In 1942 cricket had offered a relief from war; in 1946 it became a confirmation of peace. Few people, except the very wealthy and those still serving in the forces, could dress well and many grounds showed the effects of their wartime uses. The Oval had been requisitioned by the War Ministry and was employed initially for barrage balloons, then as an assault course and, finally, for cages to accommodate prisoners-of-war. This last enterprise involved driving 2,000 posts into the turf. The prisoners never arrived but the cricketers expected to play in 1946, so groundsman Bert Lock organised the transportation of tens of thousands of turves from the Gravesend Marshes. Once they were laid, Lock tended and rolled the surface until the old place resembled a cricket ground once more.
It was easier to restore grounds than it was to improve the condition of the people. Britain had all but bankrupted herself to defeat fascism, food was still severely rationed and many inner cities had been flattened by the Luftwaffe. "I was always hungry" said Bill Edrich, who had led an RAF squadron and won the Distinguished Flying Cross in the war. "It was noticeable, too, how shabby everyone looked. I had to renew a lot of cricket gear, so the coupon situation soon grew difficult for me also."

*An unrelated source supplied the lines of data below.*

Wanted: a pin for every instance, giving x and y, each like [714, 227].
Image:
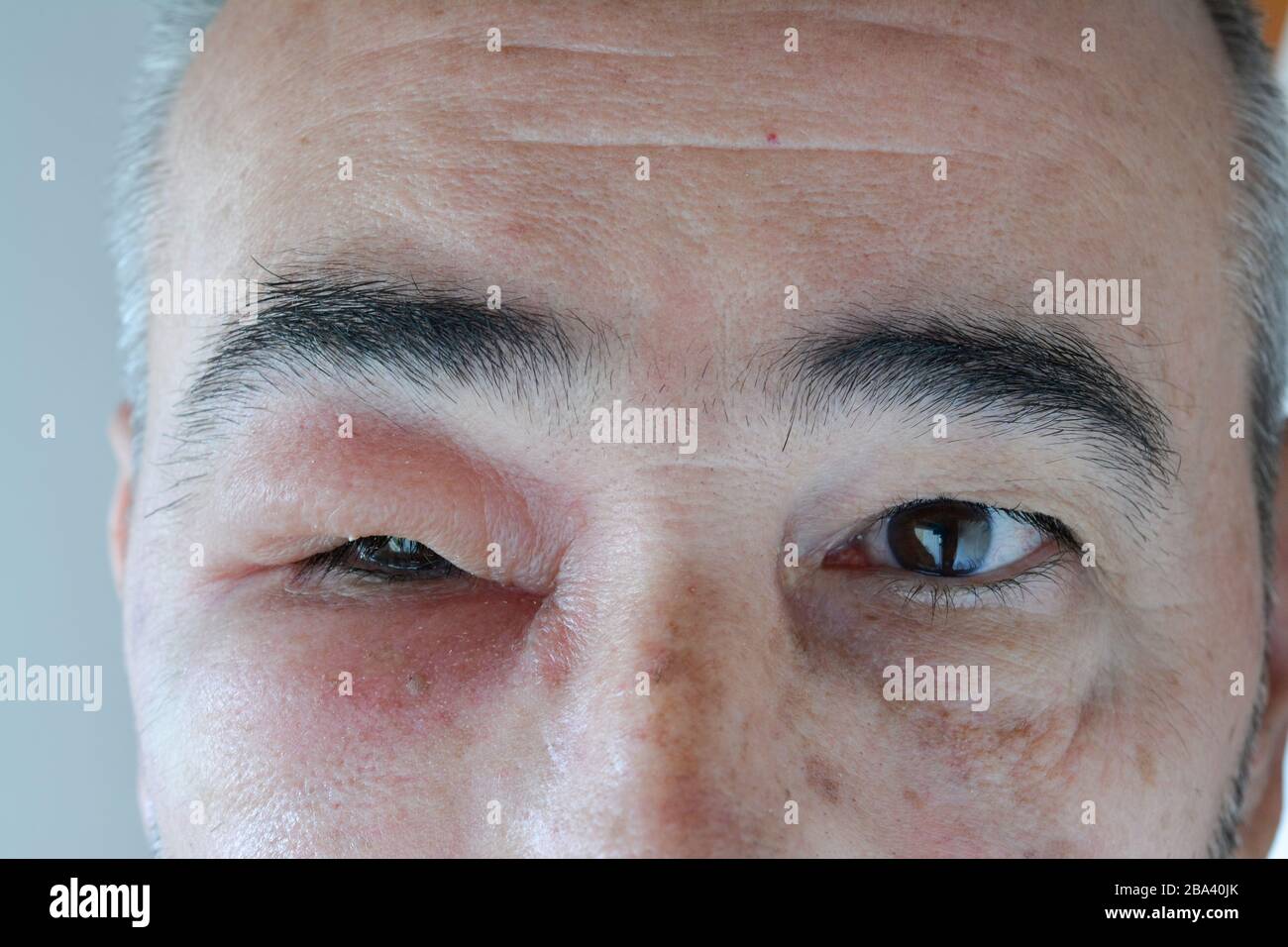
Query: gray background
[65, 776]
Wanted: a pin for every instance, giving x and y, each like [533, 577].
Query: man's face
[683, 648]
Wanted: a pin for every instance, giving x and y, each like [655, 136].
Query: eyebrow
[361, 329]
[982, 365]
[987, 367]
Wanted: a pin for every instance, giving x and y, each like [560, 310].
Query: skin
[767, 169]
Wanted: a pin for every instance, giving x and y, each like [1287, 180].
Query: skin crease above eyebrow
[690, 659]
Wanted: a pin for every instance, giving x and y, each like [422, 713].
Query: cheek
[301, 727]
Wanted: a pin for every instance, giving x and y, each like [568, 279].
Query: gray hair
[1258, 279]
[136, 191]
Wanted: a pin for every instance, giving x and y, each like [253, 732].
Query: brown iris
[940, 538]
[395, 557]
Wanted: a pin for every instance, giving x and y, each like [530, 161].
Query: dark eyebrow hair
[361, 328]
[999, 368]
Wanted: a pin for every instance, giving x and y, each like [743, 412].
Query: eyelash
[1005, 591]
[947, 594]
[335, 561]
[925, 590]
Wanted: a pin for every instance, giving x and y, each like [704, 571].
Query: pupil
[941, 539]
[402, 547]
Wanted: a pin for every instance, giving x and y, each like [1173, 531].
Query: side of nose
[670, 659]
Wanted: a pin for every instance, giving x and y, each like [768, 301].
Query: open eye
[948, 539]
[385, 557]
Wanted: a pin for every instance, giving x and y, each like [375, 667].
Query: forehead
[767, 167]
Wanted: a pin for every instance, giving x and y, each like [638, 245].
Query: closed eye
[389, 558]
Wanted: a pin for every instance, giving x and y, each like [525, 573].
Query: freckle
[1145, 762]
[823, 779]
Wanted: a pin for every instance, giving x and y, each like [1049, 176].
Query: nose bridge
[678, 642]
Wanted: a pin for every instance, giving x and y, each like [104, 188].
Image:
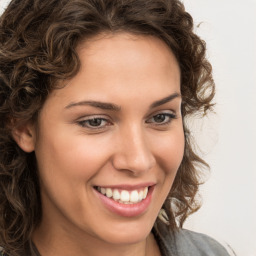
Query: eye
[161, 118]
[94, 123]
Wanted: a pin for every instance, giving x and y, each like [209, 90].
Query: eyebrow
[96, 104]
[114, 107]
[165, 100]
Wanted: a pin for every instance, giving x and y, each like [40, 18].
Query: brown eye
[161, 118]
[93, 123]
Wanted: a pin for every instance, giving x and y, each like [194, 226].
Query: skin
[131, 145]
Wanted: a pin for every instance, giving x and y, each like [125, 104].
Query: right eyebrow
[96, 104]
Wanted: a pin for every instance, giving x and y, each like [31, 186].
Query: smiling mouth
[124, 196]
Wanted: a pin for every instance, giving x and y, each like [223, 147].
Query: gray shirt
[182, 242]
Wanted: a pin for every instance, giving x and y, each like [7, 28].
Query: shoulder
[193, 243]
[182, 242]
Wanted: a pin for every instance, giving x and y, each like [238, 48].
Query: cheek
[169, 152]
[73, 158]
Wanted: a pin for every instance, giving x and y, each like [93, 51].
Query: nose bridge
[133, 152]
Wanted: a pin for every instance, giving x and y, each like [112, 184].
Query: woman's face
[110, 141]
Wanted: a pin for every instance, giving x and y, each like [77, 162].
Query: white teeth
[116, 194]
[103, 191]
[141, 195]
[134, 196]
[145, 192]
[109, 192]
[124, 196]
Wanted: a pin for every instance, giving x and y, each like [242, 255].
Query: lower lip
[126, 210]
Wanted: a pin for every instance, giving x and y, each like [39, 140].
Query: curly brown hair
[38, 41]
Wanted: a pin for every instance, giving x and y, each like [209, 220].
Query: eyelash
[86, 122]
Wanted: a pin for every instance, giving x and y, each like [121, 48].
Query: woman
[95, 155]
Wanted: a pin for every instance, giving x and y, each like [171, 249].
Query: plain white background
[227, 139]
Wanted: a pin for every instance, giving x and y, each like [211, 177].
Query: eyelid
[169, 113]
[88, 118]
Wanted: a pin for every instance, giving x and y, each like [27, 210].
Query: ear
[24, 136]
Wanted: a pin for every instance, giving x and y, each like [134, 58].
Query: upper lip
[128, 186]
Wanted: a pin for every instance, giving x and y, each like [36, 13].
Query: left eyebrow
[165, 100]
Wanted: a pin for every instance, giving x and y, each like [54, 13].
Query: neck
[57, 244]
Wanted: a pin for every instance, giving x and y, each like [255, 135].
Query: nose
[133, 152]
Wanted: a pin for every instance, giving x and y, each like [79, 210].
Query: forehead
[124, 65]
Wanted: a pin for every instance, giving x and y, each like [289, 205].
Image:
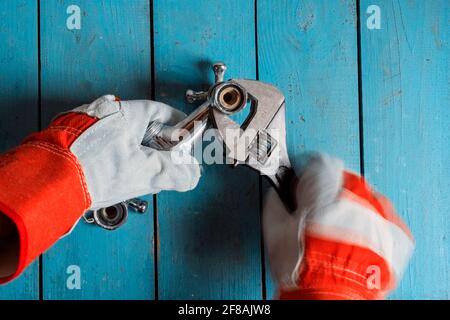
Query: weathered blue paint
[405, 76]
[209, 238]
[110, 54]
[19, 101]
[309, 50]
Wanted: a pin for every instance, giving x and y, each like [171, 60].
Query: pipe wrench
[259, 142]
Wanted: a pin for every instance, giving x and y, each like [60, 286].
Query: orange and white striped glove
[344, 241]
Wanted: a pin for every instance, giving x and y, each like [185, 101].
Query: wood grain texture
[209, 238]
[406, 99]
[309, 50]
[110, 54]
[19, 102]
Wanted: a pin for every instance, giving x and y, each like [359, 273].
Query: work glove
[87, 158]
[344, 241]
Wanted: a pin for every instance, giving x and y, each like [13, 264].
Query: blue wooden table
[367, 81]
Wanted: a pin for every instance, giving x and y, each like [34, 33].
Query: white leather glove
[87, 158]
[116, 166]
[344, 241]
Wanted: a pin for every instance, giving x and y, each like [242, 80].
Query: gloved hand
[87, 158]
[344, 241]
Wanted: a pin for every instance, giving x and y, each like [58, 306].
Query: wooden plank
[209, 238]
[309, 50]
[109, 54]
[19, 102]
[405, 76]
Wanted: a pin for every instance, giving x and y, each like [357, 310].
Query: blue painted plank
[109, 54]
[19, 102]
[309, 50]
[405, 77]
[209, 238]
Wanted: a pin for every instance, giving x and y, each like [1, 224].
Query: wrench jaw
[261, 143]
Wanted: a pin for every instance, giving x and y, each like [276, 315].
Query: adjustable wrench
[259, 142]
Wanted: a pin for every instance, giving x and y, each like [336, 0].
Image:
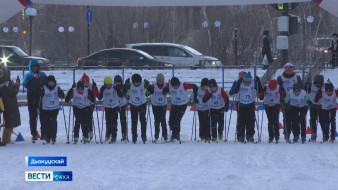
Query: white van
[180, 55]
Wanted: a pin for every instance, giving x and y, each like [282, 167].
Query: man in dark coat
[334, 50]
[266, 50]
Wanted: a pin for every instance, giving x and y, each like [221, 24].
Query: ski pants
[217, 117]
[316, 114]
[204, 124]
[111, 115]
[160, 119]
[329, 118]
[246, 121]
[33, 114]
[137, 111]
[83, 117]
[123, 121]
[175, 117]
[298, 121]
[272, 113]
[49, 120]
[287, 123]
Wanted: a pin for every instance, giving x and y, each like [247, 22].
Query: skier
[297, 98]
[287, 80]
[159, 106]
[49, 107]
[312, 88]
[246, 88]
[111, 102]
[271, 94]
[236, 97]
[179, 103]
[83, 98]
[11, 112]
[94, 89]
[219, 102]
[138, 104]
[32, 81]
[329, 104]
[203, 110]
[123, 105]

The easy and rather naive response to all this was that Britain hardly looked like a victorious country. Then one remembered that in 1945 the country had held a democratic election, that one could read about Compton's batting in a free press and that one's government, of whatever stripe, did not commit genocide. It might also be worth recording that two years after that first round of matches the NHS was established.

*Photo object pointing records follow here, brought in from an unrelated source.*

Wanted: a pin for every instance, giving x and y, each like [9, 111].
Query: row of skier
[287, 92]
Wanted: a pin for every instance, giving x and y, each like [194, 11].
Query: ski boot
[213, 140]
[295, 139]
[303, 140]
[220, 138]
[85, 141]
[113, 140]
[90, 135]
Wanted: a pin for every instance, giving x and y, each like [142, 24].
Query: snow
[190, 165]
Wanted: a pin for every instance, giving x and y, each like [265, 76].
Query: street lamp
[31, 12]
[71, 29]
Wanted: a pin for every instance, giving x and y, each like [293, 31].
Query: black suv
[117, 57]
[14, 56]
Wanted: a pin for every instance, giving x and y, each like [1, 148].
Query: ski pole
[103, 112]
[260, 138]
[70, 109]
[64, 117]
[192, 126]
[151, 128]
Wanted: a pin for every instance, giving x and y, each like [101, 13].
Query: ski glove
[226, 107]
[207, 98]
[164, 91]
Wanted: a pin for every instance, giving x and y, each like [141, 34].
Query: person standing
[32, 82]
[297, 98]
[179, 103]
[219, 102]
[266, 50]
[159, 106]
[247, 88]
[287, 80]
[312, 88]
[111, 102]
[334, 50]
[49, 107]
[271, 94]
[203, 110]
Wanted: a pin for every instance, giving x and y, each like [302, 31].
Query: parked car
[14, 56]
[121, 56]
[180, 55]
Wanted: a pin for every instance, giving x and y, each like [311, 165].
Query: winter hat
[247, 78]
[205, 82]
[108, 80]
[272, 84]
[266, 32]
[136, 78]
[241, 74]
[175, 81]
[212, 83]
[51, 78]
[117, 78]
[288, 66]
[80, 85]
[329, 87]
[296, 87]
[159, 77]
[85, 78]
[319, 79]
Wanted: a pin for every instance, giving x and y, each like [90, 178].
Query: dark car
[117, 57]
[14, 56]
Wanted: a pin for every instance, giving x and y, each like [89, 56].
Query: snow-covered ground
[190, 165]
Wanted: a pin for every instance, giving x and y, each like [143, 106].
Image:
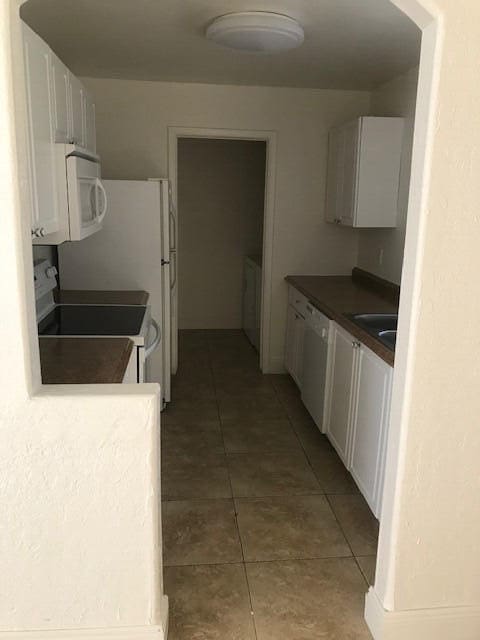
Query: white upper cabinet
[60, 98]
[364, 160]
[77, 110]
[42, 158]
[89, 131]
[60, 111]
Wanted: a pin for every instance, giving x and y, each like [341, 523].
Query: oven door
[87, 200]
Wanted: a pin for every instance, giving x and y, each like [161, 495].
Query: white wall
[79, 483]
[395, 98]
[133, 119]
[221, 191]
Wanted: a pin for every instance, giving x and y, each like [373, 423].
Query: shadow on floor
[265, 533]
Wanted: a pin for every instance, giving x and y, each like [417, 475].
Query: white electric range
[93, 320]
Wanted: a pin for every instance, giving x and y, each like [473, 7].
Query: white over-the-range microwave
[82, 200]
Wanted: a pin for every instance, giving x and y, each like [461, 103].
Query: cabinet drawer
[297, 300]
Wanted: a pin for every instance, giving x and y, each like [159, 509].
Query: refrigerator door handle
[173, 230]
[155, 342]
[173, 262]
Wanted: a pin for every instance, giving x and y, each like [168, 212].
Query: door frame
[270, 138]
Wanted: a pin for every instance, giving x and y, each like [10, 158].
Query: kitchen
[339, 246]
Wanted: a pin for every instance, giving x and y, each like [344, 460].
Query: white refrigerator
[136, 249]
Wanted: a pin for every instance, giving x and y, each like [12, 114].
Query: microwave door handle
[99, 187]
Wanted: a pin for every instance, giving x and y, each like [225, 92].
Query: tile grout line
[325, 494]
[252, 614]
[298, 438]
[347, 540]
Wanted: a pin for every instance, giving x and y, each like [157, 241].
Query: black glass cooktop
[88, 320]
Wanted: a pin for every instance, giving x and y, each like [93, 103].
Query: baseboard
[447, 623]
[150, 632]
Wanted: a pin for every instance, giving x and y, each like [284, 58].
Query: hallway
[265, 533]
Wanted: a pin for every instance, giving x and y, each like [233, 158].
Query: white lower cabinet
[359, 407]
[341, 388]
[294, 344]
[371, 410]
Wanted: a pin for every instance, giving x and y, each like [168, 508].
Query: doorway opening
[222, 186]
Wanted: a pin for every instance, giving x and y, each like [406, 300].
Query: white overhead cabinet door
[90, 136]
[61, 99]
[363, 172]
[40, 106]
[77, 106]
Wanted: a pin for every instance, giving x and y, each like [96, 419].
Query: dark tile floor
[264, 533]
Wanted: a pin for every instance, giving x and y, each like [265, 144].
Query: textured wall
[221, 189]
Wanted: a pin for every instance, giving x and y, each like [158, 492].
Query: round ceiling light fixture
[256, 31]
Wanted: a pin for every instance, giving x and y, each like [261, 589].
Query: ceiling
[349, 44]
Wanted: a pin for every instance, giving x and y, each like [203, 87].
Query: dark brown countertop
[338, 295]
[84, 360]
[71, 296]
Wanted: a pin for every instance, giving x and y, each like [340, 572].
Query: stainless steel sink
[382, 326]
[376, 321]
[389, 338]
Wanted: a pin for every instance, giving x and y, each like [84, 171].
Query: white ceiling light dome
[256, 31]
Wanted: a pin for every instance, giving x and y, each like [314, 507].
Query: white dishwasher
[315, 364]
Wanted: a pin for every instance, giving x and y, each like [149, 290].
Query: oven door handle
[156, 341]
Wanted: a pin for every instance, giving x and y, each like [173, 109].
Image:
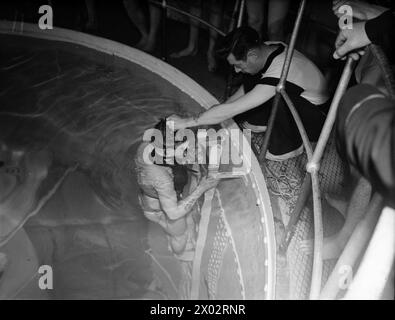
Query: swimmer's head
[174, 147]
[241, 48]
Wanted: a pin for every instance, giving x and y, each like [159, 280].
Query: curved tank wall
[236, 242]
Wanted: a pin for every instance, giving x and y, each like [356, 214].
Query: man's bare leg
[334, 245]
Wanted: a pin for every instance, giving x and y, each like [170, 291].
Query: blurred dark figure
[277, 11]
[148, 28]
[215, 17]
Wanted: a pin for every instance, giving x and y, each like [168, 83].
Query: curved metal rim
[186, 85]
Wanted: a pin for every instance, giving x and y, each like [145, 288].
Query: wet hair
[239, 42]
[180, 172]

And so in May 1946, removed in temperament if not always in miles from the chambers of political debate, people gathered to watch county cricket. At Taunton, Tom Pearce made an unbeaten 166 as Essex beat Somerset by two wickets; at Trent Bridge, Walter Keeton's 160 steered Nottinghamshire home against Kent; at Southampton, George Heath's nine wickets helped Hampshire get the better of Worcestershire; at the Wagon Works Ground in Gloucester, Walter Hammond made a century in the first innings against Lancashire but was absent with a strained back in the second as the visitors won by 135 runs; and at Lord's, Compton made 147 not out in the first innings against Northamptonshire before being run out for 54 in the second. The game was drawn but Denis had started as he was to continue.

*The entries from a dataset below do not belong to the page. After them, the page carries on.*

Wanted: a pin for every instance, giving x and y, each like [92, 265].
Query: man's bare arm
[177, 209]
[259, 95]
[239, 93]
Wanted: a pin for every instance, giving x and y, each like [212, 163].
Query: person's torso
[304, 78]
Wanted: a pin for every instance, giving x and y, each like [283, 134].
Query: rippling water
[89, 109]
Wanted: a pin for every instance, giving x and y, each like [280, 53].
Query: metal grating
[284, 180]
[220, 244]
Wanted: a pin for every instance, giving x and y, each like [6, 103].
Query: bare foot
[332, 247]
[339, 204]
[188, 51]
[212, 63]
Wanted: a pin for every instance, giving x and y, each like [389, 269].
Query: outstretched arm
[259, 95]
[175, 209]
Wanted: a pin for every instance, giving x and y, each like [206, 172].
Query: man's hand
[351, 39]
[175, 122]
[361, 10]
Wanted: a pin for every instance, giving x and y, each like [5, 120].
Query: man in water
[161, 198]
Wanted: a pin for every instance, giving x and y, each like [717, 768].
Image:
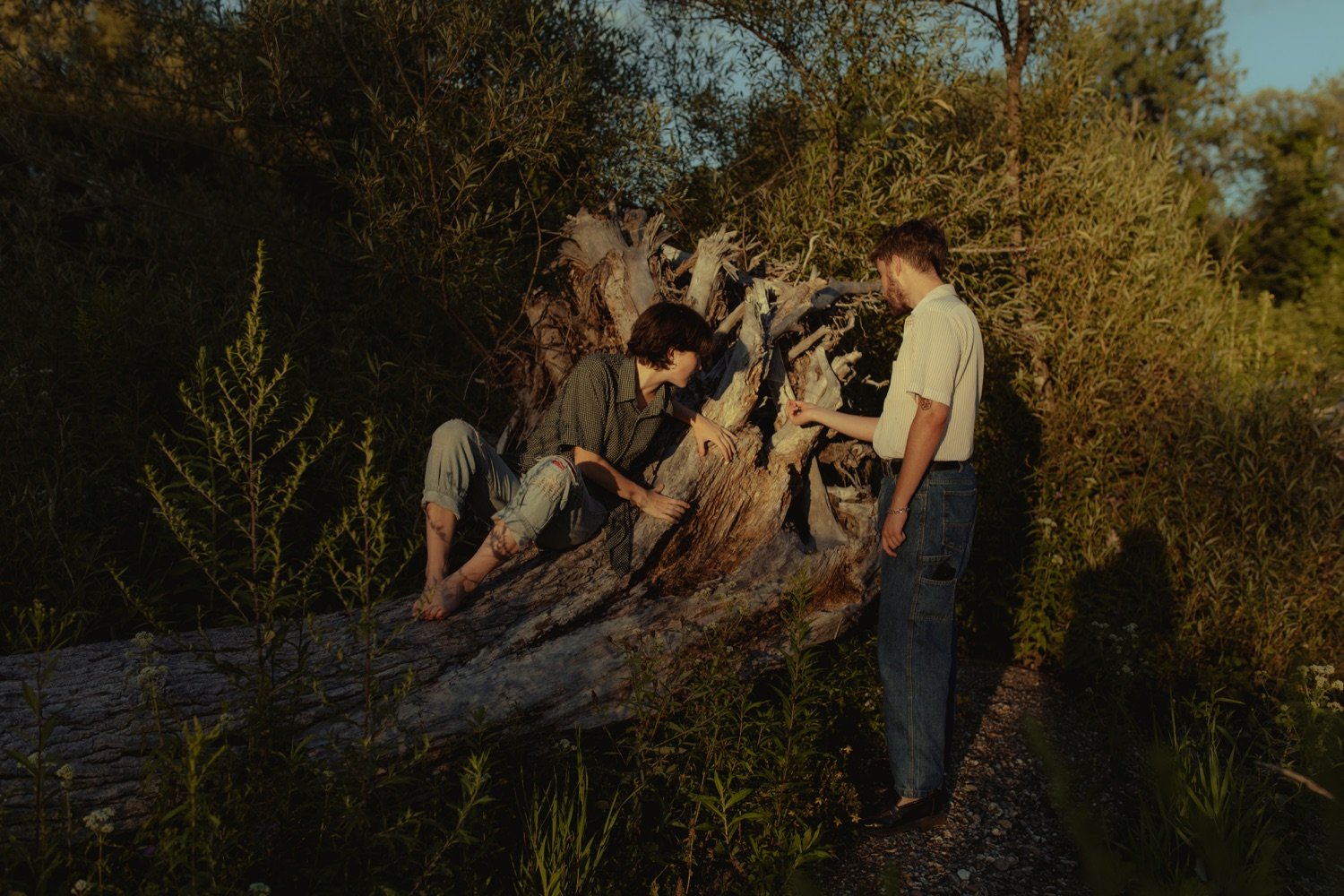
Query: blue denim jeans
[550, 504]
[917, 627]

Did it matter? No, not much. Did it matter? Yes, terribly. And one man who understood why that question has two answers was beginning his cricket broadcasting career in May 1946. The BBC had noticed the arrival of the Indian tourists and a 32-year-old Literary Programmes Producer with the Overseas Service had volunteered to cover their matches at Worcester and Oxford. At The Parks he had seen the graceful New Zealand left-hander Martin Donnelly make 61 and 116 not out. Having served as a policeman during the Blitz in Southampton, John Arlott probably could not believe his luck.